On June 16, when the trial resumed, Prokopyeva reiterated her stance, rejecting charges that she had "justified terrorism" by publishing an online commentary that linked a suicide bombing to the country's political climate.

Prokopyeva, a freelance contributor to RFE/RL's Russian Service, was charged in connection with a commentary she wrote in November 2018, published by the Pskov affiliate of Ekho Moskvy radio. In the text, she discussed a bombing outside the Federal Security Service (FSB) offices in the northern city of Arkhangelsk.

The Russian media had reported that the suspected bomber, who died in the explosion, had posted statements on social media accusing the FSB of tampering with criminal cases.

In her commentary, Prokopyeva linked the teenager's statements to the political climate under President Vladimir Putin. She suggested that political activism in the country was severely restricted, leading people to despair.

Prokopyeva has described the case against her as an attempt to "assassinate freedom of speech" in Russia.

If found guilty, she faces up to seven years in prison.

"The charges against Svetlana are bogus and should be dropped, so that she and other Russian journalists can continue their efforts to address the important questions that Russians are contending with without fear of legal penalty," RFE/RL President Jamie Fly said in a statement.

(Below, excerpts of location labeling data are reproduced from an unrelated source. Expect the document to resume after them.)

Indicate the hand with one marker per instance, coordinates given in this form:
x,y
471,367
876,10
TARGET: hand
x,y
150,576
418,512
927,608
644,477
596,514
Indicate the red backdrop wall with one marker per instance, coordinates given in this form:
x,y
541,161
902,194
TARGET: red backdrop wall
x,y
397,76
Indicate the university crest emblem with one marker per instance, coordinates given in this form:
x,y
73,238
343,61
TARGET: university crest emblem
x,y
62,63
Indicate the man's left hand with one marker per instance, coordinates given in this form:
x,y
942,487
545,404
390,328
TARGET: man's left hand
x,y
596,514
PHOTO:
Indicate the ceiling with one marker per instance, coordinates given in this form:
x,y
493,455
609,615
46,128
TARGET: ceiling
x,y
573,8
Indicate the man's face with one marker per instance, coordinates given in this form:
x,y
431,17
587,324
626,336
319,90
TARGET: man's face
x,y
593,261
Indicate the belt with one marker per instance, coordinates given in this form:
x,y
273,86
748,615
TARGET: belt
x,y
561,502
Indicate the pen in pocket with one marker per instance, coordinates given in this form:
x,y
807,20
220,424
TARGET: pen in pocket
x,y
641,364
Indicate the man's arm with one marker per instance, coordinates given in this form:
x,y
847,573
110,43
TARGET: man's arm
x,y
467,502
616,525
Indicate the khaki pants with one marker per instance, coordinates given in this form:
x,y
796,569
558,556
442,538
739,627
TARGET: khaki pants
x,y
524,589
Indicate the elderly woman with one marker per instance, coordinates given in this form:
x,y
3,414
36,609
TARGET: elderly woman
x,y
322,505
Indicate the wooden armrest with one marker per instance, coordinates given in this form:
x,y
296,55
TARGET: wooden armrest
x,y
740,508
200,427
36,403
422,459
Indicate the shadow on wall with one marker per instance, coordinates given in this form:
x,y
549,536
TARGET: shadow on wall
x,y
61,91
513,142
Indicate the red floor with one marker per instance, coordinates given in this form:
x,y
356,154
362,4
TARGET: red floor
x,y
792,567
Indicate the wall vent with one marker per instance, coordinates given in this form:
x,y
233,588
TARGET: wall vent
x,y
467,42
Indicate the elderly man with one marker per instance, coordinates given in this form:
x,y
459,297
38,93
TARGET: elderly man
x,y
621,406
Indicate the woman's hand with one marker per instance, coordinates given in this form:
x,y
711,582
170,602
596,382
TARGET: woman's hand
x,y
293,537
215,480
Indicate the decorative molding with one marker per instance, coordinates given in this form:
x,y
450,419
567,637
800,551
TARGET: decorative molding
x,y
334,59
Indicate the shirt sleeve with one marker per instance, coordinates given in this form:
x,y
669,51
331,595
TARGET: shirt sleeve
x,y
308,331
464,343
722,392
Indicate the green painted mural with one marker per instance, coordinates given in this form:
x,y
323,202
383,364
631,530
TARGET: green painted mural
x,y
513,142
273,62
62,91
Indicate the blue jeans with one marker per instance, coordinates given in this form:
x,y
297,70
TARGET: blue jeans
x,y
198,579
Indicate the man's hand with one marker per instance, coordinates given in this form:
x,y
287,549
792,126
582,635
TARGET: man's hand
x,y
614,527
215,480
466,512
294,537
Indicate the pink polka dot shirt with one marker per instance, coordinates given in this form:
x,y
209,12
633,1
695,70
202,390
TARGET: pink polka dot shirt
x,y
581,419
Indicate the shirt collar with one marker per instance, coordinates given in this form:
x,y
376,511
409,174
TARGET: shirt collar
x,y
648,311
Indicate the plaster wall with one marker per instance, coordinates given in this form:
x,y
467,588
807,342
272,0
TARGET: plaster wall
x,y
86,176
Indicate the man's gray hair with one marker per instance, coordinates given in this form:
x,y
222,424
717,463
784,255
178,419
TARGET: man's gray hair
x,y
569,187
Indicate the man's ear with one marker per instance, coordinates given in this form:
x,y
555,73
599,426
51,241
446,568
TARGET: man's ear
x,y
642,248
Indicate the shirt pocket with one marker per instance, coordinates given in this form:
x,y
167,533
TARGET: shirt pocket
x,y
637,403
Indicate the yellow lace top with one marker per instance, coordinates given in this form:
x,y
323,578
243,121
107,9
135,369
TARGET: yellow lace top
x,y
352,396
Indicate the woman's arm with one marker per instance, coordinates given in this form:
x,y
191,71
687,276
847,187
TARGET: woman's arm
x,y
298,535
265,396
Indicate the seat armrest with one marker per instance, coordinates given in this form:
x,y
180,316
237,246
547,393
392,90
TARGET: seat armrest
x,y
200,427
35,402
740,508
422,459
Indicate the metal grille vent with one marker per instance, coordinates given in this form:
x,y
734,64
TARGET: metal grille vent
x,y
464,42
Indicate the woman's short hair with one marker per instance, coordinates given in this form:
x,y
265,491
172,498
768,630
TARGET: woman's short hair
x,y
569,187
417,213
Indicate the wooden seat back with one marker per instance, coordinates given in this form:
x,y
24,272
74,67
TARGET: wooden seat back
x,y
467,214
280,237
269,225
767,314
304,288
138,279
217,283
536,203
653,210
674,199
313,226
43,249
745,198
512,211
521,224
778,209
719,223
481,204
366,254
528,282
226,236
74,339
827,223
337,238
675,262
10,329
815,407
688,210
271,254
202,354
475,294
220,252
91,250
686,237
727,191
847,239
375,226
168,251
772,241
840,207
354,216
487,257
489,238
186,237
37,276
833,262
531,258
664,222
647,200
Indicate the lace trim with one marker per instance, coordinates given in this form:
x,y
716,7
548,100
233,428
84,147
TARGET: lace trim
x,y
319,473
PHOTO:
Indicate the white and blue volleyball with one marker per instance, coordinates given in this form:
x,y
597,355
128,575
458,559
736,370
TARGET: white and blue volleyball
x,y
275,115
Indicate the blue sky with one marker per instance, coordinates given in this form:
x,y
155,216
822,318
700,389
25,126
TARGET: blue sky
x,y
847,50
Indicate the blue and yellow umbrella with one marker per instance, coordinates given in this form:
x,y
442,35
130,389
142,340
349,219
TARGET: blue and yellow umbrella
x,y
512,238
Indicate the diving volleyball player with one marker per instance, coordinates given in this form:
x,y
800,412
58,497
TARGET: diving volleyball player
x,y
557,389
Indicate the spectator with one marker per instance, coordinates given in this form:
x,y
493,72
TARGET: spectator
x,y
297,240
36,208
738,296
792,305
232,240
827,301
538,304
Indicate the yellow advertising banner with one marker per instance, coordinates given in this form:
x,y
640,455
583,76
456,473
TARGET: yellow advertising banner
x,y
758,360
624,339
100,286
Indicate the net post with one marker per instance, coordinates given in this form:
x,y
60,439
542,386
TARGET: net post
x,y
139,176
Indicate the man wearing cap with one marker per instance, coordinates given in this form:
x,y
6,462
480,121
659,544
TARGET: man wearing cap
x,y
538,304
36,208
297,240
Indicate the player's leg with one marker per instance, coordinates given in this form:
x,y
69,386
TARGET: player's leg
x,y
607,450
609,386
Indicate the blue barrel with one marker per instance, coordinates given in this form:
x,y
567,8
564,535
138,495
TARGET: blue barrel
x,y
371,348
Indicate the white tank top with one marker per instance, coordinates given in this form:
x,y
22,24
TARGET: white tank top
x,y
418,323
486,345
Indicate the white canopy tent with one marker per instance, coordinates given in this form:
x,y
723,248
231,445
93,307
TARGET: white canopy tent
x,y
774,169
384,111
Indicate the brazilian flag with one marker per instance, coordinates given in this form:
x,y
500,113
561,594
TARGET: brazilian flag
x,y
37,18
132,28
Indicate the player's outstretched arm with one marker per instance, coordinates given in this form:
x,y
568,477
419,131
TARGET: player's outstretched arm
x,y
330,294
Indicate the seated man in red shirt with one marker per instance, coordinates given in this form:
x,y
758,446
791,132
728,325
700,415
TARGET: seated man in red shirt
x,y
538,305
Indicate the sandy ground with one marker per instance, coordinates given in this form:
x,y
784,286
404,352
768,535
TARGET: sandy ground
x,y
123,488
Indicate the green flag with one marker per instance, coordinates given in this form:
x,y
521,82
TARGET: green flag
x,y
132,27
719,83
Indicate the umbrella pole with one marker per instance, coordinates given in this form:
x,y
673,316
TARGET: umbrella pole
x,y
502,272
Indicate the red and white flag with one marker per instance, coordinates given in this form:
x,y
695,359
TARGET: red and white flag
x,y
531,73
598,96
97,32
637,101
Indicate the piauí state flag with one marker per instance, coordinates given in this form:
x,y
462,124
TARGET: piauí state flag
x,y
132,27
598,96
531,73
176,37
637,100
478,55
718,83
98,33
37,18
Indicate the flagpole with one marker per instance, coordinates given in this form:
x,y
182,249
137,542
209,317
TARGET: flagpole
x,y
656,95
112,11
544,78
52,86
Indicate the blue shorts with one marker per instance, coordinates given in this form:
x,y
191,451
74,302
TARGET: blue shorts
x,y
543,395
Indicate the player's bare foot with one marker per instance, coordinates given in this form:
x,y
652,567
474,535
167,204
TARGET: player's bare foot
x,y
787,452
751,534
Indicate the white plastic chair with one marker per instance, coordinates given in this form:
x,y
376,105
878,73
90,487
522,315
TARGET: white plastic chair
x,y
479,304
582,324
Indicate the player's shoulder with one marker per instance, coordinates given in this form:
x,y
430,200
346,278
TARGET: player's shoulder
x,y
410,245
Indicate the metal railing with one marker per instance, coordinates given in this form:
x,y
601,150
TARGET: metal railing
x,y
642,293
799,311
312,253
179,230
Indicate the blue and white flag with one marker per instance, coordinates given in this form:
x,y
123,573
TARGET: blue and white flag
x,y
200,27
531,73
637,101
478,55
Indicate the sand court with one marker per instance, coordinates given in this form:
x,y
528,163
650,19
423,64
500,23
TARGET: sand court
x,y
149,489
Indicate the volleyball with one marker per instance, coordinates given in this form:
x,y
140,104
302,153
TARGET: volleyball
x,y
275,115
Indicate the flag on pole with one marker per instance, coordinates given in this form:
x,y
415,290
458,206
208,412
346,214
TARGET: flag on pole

Human Rights Watch called Prokopyeva's prosecution "a violation of freedom of expression, but not just hers."

"It sends yet another chilling message that in Russia, raising uncomfortable questions can have severe repercussions -- a lesson the authorities have been giving the media for years," the New York-based rights group said.

The case has drawn criticism from the Organization for Security and Cooperation in Europe, and media-rights groups like Reporters Without Borders, the Committee to Protect Journalists, and the European Federation of Journalists.